In this post we are going to create a graphQL server with micronaut. The complete code can be found on github here.
Setup
We begin by creating a micronaut application via their cli.
mn create-app graphql-cat-api --build=maven
Now add the graphQL dependency.
<dependency>
<groupId>io.micronaut.graphql</groupId>
<artifactId>micronaut-graphql</artifactId>
</dependency>
And add the property to enable graphQL .
graphql:
enabled: true
The schema
The graphQL schema is the specification of the API. Here we want to enable the client to retrieve a cat (object) by providing its chip id. The schema looks like this.
type Query {
cat(chipId: String!): Cat
}
type Cat {
name: String
age: Int
}
The Query
type contains all the query operations we enable. It requires (see the !
symbol) a chip id and returns an object with a name and age.
To read more about the posibilities of a graphQL schema start here.
Queries
Up until now this looks very similar to a REST setup. The cool thing is that the client can construct their own queries on this schema. In this very small example the client could request the name of the cat by the following query.
query {
cat(chipId: "123") {
name
}
}
Or the age of another cat by this query.
query {
cat(chipId: "456") {
age
}
}
There are a lot more things the client can do with these queries in bigger schemas. Read more about it here.
The runtime
GraphQL also entails a runtime to execute these queries. It will fetch the data for all the fields specified in the query. These resolvers can be defined on an object level or on the separate field levels. Here we define a resolver for the Cat
object.
@Singleton
public class CatDataFetcher implements DataFetcher<CatDTO> {
@Override
public CatDTO get(DataFetchingEnvironment dataFetchingEnvironment) {
return new CatDTO("Fred", 4);
}
}
We implement the DataFetcher
interface from graphql-java
, where micronaut-graphql
is based upon, for our self-defined object CatDTO
. And return just mock data for the example.
Finally we wire everything together. We parse the schema from a file, setup the datafetcher for the cat
field and return a graphQL bean.
@Singleton
public GraphQL graphQL(ResourceResolver resourceResolver, CatDataFetcher catDataFetcher) {
SchemaParser schemaParser = new SchemaParser();
SchemaGenerator schemaGenerator = new SchemaGenerator();
// Parse the schema.
TypeDefinitionRegistry typeRegistry = new TypeDefinitionRegistry();
typeRegistry.merge(schemaParser.parse(new BufferedReader(new InputStreamReader(
resourceResolver.getResourceAsStream("classpath:schema.graphqls").get()))));
// Create the runtime wiring.
RuntimeWiring runtimeWiring = RuntimeWiring.newRuntimeWiring()

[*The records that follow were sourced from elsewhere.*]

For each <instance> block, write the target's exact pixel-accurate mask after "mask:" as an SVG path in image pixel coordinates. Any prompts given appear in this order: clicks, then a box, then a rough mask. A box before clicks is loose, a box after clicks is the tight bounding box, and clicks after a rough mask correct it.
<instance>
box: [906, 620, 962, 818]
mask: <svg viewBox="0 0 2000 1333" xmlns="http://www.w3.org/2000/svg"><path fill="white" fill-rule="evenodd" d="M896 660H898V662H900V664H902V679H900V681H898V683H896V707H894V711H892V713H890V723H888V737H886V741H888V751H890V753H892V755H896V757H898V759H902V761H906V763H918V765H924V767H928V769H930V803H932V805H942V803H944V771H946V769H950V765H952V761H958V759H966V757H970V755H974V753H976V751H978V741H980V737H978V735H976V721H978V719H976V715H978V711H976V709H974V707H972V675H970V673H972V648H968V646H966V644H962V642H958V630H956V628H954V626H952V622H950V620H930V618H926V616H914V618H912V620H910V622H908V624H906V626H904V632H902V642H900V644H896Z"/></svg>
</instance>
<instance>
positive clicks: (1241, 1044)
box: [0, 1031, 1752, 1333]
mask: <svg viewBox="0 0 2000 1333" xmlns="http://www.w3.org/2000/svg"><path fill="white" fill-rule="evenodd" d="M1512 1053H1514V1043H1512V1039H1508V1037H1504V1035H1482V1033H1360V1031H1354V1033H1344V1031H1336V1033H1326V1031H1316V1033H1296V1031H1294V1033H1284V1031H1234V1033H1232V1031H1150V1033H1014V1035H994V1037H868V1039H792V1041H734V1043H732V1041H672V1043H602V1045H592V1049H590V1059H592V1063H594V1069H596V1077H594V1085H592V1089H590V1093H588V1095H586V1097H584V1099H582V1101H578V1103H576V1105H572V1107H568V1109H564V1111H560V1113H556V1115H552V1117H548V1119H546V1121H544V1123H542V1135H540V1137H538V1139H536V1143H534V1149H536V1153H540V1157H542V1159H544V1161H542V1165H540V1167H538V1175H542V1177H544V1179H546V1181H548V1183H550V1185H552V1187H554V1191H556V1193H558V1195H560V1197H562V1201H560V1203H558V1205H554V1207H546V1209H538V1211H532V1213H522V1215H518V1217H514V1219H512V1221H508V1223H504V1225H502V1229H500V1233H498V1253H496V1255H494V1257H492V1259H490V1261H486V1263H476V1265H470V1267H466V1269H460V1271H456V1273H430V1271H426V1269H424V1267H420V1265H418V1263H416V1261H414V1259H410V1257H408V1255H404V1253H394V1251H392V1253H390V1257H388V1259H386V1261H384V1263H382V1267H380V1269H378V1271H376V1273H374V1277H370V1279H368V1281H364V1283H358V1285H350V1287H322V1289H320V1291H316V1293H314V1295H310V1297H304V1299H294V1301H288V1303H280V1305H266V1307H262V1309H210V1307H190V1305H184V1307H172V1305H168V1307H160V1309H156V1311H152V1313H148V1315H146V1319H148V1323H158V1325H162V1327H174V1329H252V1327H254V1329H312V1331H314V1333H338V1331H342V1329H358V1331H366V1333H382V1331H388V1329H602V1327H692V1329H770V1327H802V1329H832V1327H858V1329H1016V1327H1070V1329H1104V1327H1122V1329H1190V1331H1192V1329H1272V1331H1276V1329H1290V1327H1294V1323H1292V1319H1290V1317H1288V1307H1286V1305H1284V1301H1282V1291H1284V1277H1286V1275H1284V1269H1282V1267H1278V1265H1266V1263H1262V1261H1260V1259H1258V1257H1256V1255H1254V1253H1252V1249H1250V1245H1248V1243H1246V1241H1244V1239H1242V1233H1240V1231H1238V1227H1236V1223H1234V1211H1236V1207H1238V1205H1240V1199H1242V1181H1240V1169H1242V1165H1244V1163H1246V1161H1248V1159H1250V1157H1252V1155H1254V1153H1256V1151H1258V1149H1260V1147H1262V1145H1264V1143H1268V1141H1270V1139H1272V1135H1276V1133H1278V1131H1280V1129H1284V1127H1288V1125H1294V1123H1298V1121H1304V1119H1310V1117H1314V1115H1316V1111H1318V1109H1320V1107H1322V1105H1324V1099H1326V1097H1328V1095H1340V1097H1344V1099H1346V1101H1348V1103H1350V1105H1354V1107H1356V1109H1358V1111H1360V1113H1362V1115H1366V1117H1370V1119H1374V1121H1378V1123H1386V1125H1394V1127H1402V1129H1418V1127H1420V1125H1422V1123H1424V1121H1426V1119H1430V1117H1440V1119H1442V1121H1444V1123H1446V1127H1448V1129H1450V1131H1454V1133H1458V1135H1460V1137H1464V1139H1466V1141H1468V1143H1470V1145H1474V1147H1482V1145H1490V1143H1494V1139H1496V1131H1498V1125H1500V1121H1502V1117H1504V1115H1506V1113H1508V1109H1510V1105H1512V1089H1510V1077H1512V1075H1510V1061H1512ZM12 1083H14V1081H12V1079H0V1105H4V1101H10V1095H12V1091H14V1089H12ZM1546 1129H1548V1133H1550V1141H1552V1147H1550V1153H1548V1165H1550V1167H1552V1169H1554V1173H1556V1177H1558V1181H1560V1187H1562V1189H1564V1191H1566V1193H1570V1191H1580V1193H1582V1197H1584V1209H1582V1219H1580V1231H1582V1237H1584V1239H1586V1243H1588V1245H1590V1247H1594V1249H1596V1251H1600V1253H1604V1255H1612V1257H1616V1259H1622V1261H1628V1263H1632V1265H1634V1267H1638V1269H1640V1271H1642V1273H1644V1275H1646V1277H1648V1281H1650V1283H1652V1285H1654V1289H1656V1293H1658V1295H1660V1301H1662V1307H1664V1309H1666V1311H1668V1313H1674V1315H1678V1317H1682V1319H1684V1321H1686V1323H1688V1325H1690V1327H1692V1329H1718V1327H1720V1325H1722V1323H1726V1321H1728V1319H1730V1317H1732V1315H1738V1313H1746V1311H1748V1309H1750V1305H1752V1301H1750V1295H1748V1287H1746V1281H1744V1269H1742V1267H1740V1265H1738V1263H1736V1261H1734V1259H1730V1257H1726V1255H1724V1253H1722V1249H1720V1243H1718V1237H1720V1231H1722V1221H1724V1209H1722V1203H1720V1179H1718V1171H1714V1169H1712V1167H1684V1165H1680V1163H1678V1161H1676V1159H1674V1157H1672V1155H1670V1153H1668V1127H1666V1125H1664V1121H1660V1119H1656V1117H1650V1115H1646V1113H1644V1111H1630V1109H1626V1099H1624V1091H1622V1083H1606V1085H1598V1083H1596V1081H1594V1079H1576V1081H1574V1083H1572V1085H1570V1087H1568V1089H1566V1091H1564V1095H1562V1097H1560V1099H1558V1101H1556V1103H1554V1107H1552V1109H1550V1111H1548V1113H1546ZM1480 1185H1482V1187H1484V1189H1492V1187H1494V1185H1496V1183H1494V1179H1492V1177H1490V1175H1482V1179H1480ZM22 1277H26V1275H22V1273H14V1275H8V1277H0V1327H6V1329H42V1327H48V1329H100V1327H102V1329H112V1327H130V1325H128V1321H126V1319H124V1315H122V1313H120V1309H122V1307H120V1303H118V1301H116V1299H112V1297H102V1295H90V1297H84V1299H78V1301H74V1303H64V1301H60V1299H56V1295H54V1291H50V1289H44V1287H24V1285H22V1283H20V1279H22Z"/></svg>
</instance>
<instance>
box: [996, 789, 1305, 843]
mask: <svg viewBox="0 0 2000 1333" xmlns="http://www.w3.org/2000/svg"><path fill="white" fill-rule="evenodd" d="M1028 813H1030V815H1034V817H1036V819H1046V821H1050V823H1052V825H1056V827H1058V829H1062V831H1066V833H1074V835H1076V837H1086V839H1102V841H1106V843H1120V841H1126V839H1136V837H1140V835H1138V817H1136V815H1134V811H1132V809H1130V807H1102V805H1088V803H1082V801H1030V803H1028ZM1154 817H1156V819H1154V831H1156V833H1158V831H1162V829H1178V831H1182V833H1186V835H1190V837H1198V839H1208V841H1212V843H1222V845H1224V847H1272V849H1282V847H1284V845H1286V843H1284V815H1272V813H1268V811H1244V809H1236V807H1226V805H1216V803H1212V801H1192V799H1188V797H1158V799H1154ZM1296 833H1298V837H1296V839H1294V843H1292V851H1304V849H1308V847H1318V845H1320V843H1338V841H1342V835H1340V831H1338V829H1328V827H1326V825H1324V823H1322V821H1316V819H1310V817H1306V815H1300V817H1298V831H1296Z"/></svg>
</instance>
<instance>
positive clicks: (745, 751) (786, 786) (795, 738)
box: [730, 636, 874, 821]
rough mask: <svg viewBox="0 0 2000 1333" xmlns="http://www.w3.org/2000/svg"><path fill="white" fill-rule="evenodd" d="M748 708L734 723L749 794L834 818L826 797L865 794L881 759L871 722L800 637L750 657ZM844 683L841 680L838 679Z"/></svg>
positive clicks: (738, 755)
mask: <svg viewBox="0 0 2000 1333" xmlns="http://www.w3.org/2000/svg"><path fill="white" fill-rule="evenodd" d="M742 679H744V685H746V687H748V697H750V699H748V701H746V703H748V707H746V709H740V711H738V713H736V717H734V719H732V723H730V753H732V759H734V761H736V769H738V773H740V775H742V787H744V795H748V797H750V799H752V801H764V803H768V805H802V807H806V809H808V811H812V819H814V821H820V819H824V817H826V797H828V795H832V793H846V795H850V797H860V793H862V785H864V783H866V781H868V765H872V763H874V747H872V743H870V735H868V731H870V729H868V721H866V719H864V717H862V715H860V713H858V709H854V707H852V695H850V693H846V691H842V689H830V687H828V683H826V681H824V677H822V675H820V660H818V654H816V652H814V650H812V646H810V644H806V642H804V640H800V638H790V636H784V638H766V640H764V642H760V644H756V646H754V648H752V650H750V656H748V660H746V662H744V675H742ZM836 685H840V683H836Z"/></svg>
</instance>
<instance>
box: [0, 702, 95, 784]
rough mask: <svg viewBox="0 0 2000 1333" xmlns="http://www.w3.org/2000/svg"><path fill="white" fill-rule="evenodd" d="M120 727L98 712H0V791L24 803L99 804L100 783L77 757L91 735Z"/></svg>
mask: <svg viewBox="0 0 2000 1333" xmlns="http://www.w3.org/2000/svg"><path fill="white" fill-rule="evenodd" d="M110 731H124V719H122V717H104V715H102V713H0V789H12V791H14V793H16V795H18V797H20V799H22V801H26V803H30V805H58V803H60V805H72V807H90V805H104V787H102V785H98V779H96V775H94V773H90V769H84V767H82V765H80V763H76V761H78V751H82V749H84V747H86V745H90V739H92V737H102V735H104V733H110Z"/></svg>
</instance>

.type("Query", typeWiring -> typeWiring
.dataFetcher("cat", catDataFetcher))
.build();
// Create the executable schema.
GraphQLSchema graphQLSchema = schemaGenerator.makeExecutableSchema(typeRegistry, runtimeWiring);
// Return the GraphQL bean.
return GraphQL.newGraphQL(graphQLSchema).build();
}
The application is done, your first graphQL server is done!
Exploring
To get a feel for your new graphQL endpoint we add some properties to enable GraphiQL
, a web interface to interactively run queries.
graphql:
graphiql:
enabled: true
path: /graphiql
page-title: GraphiQL
Take a look and query away.

Hopefully you are now able to create your own graphQL with micronaut endpoint. Happy querying!